On May 22, 1807, a grand jury indicted former Vice President of the United States Aaron Burr on a charge of treason.
At issue in the trial was Burr’s dealings in Louisiana, including leasing 40,000 acres and forming “an army.” President Thomas Jefferson issued an order for Burr’s arrest, and, after a chase, Burr was captured and charged with treason, though the case was always shaky. His defense lawyers included Edmund Randolph, John Wickham, Luther Martin, and Benjamin Gaines Botts.
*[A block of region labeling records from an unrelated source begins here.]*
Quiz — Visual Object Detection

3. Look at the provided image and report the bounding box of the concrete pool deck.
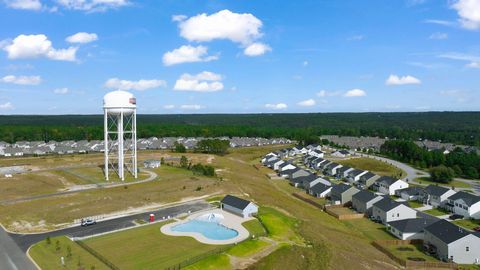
[160,209,254,245]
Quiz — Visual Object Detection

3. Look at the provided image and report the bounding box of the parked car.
[81,218,97,227]
[448,214,463,220]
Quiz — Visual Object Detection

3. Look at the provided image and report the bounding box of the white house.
[375,176,408,195]
[221,195,258,218]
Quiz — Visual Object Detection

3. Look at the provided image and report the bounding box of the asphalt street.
[0,200,212,270]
Jefferson’s distant cousin, Chief Justice John Marshall — who hated Jefferson — presided over the trial, which began on August 3. Article 3, Section 3 of the U.S. Constitution requires that treason either be admitted in open court or proven by an overt act witnessed by two people. No witnesses came forward; Burr was acquitted on the first of September. He was ten immediately tried on a misdemeanor charge and was again acquitted.
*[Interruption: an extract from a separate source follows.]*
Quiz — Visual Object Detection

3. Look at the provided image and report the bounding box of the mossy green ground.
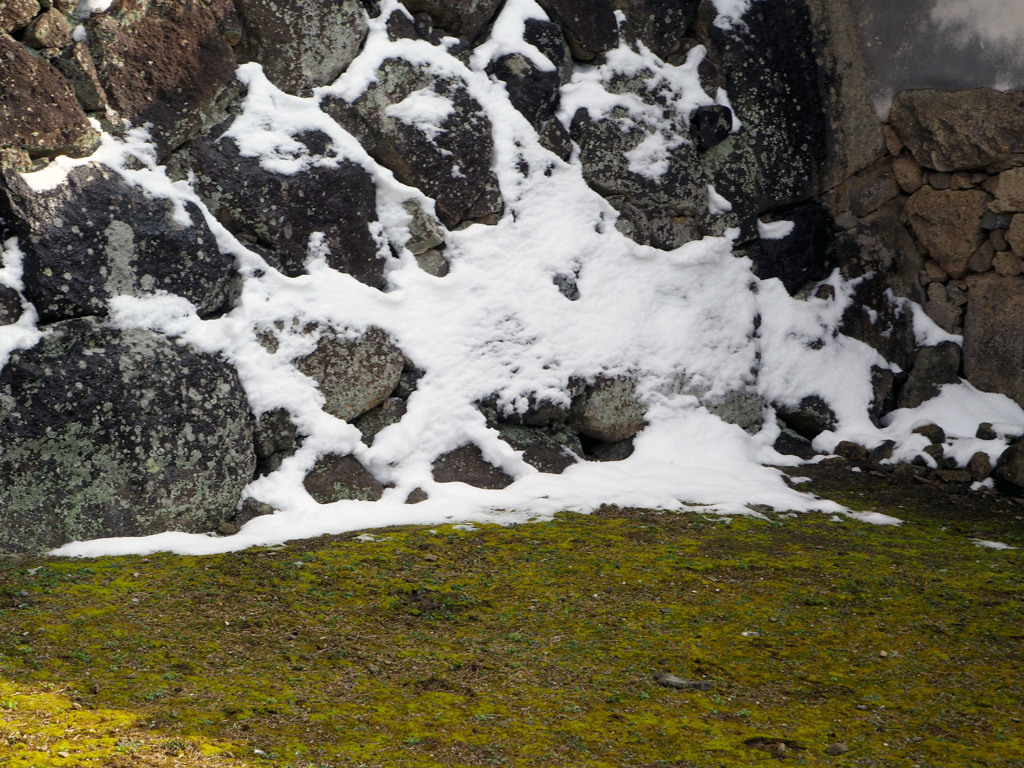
[0,468,1024,768]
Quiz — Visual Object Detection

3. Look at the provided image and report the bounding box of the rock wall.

Other May 22 events include:
- 1848: Slavery was abolished in Martinique.
- 1856: South Carolina Congressman Preston Brooks savagely beat Massachusetts Senator Charles Sumner in the halls of Congress as tensions rise over the expansion of slavery. Sumner did not return to the Senate for the three years of his recovery period.
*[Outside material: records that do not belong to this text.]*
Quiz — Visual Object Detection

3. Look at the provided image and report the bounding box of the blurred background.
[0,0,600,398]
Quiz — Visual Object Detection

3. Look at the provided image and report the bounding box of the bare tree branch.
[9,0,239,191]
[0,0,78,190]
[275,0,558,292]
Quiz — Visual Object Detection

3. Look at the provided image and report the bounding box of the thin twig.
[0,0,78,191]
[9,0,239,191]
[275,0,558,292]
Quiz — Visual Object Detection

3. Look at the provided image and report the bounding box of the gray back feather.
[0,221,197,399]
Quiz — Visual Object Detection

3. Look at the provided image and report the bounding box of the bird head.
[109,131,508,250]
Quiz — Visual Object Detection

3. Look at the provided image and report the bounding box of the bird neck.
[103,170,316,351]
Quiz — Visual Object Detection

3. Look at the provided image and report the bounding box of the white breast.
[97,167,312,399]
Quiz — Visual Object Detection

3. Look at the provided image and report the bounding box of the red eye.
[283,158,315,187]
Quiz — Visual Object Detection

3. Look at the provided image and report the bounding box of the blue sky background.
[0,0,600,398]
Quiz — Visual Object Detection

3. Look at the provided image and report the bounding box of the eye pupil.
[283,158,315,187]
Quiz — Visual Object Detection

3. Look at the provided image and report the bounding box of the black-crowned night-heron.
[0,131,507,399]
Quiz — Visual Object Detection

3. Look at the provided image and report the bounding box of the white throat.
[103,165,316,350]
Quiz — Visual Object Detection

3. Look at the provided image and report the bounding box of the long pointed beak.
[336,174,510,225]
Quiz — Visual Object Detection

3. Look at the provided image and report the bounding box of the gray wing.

- 1995: In U.S. Term Limits v. Thornton, the U.S. Supreme Court struck down Arkansas’s congressional term limits law, 5-4, overturning the congressional term limits then the law in 23 states: Arizona, Arkansas, California, Colorado, Florida, Idaho, Louisiana, Maine, Massachusetts, Michigan, Missouri, Montana, Nebraska, Nevada, New Hampshire, North Dakota, Oklahoma, Ohio, Oregon, South Dakota, Utah, Washington and Wyoming.